Des souvenirs qui remontent à 20 ans de cela. L'année de la Coupe du monde 2006, à laquelle il ne participera pas avec l'équipe de France, il débarquait à l'Olympique de Marseille dès le mercato hivernal. Une décision qui a pris forme grâce à la présence d'un entraîneur qu'il considère comme étant son mentor.
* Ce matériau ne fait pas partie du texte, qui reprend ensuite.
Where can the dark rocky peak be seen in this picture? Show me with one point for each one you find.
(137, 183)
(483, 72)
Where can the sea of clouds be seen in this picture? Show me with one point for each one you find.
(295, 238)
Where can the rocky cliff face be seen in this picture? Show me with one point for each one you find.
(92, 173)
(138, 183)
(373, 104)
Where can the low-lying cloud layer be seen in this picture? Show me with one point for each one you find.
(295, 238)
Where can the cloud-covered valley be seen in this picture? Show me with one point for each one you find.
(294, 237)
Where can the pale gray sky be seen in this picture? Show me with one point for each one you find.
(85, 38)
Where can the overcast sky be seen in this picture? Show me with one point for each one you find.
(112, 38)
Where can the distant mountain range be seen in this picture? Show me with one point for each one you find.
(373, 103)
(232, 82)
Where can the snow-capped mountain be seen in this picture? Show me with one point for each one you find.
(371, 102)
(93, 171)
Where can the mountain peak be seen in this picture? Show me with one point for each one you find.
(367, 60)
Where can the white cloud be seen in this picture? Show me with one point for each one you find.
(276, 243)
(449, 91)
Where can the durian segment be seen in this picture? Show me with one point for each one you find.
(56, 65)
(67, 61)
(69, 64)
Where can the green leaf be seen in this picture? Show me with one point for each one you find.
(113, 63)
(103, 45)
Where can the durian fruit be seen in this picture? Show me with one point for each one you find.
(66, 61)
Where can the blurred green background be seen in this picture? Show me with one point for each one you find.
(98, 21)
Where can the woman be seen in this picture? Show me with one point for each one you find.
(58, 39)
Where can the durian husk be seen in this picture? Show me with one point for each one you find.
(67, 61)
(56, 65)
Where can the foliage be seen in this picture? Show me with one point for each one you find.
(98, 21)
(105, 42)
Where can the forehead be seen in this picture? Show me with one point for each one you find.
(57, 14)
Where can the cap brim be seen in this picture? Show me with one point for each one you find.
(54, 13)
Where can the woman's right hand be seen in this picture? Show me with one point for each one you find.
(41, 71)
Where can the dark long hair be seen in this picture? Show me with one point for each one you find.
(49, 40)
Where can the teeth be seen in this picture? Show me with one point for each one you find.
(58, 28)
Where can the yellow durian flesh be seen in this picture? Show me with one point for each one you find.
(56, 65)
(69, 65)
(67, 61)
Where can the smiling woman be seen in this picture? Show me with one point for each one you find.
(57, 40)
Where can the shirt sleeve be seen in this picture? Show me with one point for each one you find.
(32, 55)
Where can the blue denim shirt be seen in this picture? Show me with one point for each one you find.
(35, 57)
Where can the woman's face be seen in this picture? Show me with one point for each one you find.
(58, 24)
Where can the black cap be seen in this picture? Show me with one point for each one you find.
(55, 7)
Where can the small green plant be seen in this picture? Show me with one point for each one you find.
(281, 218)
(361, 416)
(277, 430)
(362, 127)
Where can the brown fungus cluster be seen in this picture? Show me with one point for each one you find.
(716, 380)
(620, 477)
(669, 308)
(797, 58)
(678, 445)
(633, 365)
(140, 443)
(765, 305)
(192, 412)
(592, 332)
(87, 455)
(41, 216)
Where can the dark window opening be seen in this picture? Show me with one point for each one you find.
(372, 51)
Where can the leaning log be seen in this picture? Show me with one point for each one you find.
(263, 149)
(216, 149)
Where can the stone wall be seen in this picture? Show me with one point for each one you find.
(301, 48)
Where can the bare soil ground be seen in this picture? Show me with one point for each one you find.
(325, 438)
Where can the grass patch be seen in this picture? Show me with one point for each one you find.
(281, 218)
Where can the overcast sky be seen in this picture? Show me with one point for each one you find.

Ces dernières heures, il est revenu sur ce choix de carrière fort pour L'Equipe.
«Il m'a fait signer à l'OM, puis à Auxerre. Il était mon mentor»
Par le biais de sa rubrique : Paroles d'ex, Toifilou Maoulida a déclaré sa flamme à celui à qui il doit beaucoup : Jean Fernandez. « L'entraîneur qui vous a le plus marqué ? Jean Fernandez. C'est lui qui m'a remis sur pied à Metz, après être venu me chercher à Rennes. Je me suis très bien entendu avec les jeunes du centre de formation comme Stéphane Borbiconi ou Grégory Proment et j'ai marqué 13 buts. Ensuite, il m'a fait signer à l'OM, puis à Auxerre. Il était mon mentor, et j'avais une confiance aveugle en lui ».

«Coach Fernandez a poussé pour que je le suive à Auxerre»
Faisant pleinement confiance à Jean Fernandez, Toifilou Maoulida avait fait le choix de quitter l'OM seulement 18 mois après son arrivée dans l'optique de le rejoindre à l'AJ Auxerre. Un changement d'horizon qu'il regrette aujourd'hui, maintenant que le temps a fait son œuvre, tant il aurait aimé continuer à porter la tunique du club phocéen au Vélodrome. « Votre plus grand regret ? Ne pas être resté à Marseille pour la saison 2007-2008. Il me restait encore deux ans de contrat, mais coach Fernandez a poussé pour que je le suive à Auxerre. J'avais moins joué la fin de saison et la concurrence était forte. Dès septembre 2007, l'OM a changé d'entraîneur et Eric Gerets est arrivé. Je partageais ses valeurs, cette grinta qu'il voulait voir. Je crois être parti un peu trop tôt. Peut-être qu'en me battant, j'aurais pu regagner ma place ».